Se a vida ``se" conta, o contar-se é conclusão necessária de uma articulação interna à própria vida que, por necessidade inelutável, tem que se fazer escrita. Se na biografia falta a explicitação abrangente do nexo entre Clarice e seu contexto intelectual, se tudo parece se resumir a pequenos encontros fortuitos com amigos, é porque Nádia foi aqui fiel a este princípio da ``inerência", quem sabe a chave do processo da escrita-vida Clarice. Identificação excessiva com a biografada? Não creio. Escolha, sim, de um método imanente que recusa a produção de uma metáfora mais abrangente da obra, porque esconde a metáfora, espalhando-a sistematicamente, tornando a crítica quase imperceptível, para não forçar a mão e, quem sabe, interessar um leitor incauto.
As supostas paráfrases de Nádia são, na verdade, pequenas leituras esboçadas nas dobradiças do recontar as estórias. Por aí, delineia-se em filigrana uma questão do ``espelhamento", do ``desdobramento", a partir do qual uma ironia clariciana viria a deslocar a questão da identidade, numa reversibilidade em outro do mesmo e do mesmo em outro. Fala pouco, quase quieta, mas deixa escapar certos comentários, caldo extraído de fatos e textos: há em Clarice um sistema da perda feminina, que se negocia em eventual ganho: a arte da sua escrita constitui-se nesse benefício.
Por que esta economia? Berta Waldmam mais uma vez se engana: é na imitação, na identificação com o perder-se da biografada, que Nádia Gottlib se esconde enquanto crítica, convertendo o esconderijo em método. Ganho na perda, claricianamente. Acho este gesto generoso, respondendo a um desejo de neutralidade, de escrever uma biografia mais lisa e menos técnica, escondendo-lhe as rugas críticas numa ou noutra dobra, para deixar aparecer mais claro o texto da vida. Interromper um fato com um conto, ou vice-versa, pode ser chato para os que já conhecem as estórias, mas, quem sabe, para os outros, não; de qualquer maneira, a junta entre um e outro permanece sempre nítida, sutil, explícita; a vida não explica a obra, nem a obra a vida.
Esta quase dissolução do aparato biográfico lembra uma outra, essencial ao percurso de Clarice, e avesso da crítica que tradicionalmente veste excessivamente o texto clariciano. Por que a crítica se rende diante de Clarice e volta incansável a sitiar-lhe os muros?

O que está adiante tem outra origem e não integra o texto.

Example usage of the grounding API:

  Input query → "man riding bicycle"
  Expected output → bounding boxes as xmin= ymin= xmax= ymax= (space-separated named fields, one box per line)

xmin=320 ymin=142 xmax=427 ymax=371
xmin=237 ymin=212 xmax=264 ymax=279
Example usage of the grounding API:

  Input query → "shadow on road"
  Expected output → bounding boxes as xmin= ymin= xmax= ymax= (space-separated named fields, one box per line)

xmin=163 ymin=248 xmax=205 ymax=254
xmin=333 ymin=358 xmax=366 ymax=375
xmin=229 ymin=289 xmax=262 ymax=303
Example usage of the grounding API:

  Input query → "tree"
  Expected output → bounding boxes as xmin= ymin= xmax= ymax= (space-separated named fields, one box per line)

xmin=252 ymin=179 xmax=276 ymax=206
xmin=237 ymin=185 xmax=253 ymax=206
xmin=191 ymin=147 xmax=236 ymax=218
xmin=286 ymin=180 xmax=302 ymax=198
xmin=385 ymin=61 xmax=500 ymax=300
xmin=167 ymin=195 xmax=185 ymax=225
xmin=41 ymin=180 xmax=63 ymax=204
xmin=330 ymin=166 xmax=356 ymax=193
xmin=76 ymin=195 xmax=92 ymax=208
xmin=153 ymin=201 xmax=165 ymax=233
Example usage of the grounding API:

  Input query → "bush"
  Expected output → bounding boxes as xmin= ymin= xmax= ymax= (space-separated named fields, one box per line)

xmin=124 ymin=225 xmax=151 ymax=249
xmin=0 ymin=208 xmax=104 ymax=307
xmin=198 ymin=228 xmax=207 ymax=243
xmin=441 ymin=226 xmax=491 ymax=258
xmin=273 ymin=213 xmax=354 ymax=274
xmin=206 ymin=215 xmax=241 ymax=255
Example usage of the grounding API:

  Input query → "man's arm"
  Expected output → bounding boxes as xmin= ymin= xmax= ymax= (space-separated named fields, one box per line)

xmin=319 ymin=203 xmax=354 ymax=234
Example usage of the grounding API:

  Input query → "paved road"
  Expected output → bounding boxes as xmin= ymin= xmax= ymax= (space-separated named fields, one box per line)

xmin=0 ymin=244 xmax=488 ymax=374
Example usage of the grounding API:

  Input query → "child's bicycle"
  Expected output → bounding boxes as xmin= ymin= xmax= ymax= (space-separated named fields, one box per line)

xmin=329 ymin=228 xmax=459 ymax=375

Por que tudo isso diz muito e muito pouco, diz demais? Porque a crítica não tem a capacidade de perder-se e de desnudar-se, que é o movimento intrínseco de sua escrita. Talvez Lúcio Cardoso tenha sido quem chegou mais perto do coração de seu sítio, ao apontar-lhe o movimento de gradual dissolução. Em Clarice, não há personagens, dizia, há ``máquinas de sentir". A própria Clarice falara-lhe em carta do perigo de sufocar seus personagens com puras sensações, transformando-os em ``arrolamento", lista de sentimentos.
Ficam sempre perguntas: escrever não é fácil para Clarice. Mas não é por pouca facilidade de forma. Nos contos dos anos 50 especialmente ressalta-se a economia da forma, o controle mais que perfeito do meio. No entanto, a dissolução interna da forma, motor mesmo da invenção em Clarice, encontra eco na sistemática interferência externa, provocada por uma atividade jornalística diária que não lhe agrada, a que é forçada por necessidade financeira e que acaba radicalizando essa dissolução no final dos anos 60. Processo ao mesmo tempo interno e externo, a produção se esfacela, a textura se esgarça, e ficam os registros das frases ``recebidas", que a narradora não consegue mais costurar. A forma, no final, falta.
Há duas bifurcações nesta vida que é escrita que imprimiram nova curva ao processo, mantendo-se, estranhamente fiel ao desígnio inicial da dissolução. A primeira foi ser mãe e depois a necessidade de trabalhar em jornal a partir dos anos 60. Apesar de ter trabalhado antes, e em diversos momentos em jornal, a produção de crônicas semanais assinadas para o ``Jornal do Brasil", afeta-a de uma maneira profunda. Estes, os dois pontos em que acontecimentos ``externos" vieram a alterar o curso da escrita.
Ambos, no entanto, vincando mais fundo o caminho dessa dispersão que é sua regra básica. Nestas duas quebras há suprema fidelidade ao processo interno e, no entanto, já acaso, fatalidade fortuita de uma vida.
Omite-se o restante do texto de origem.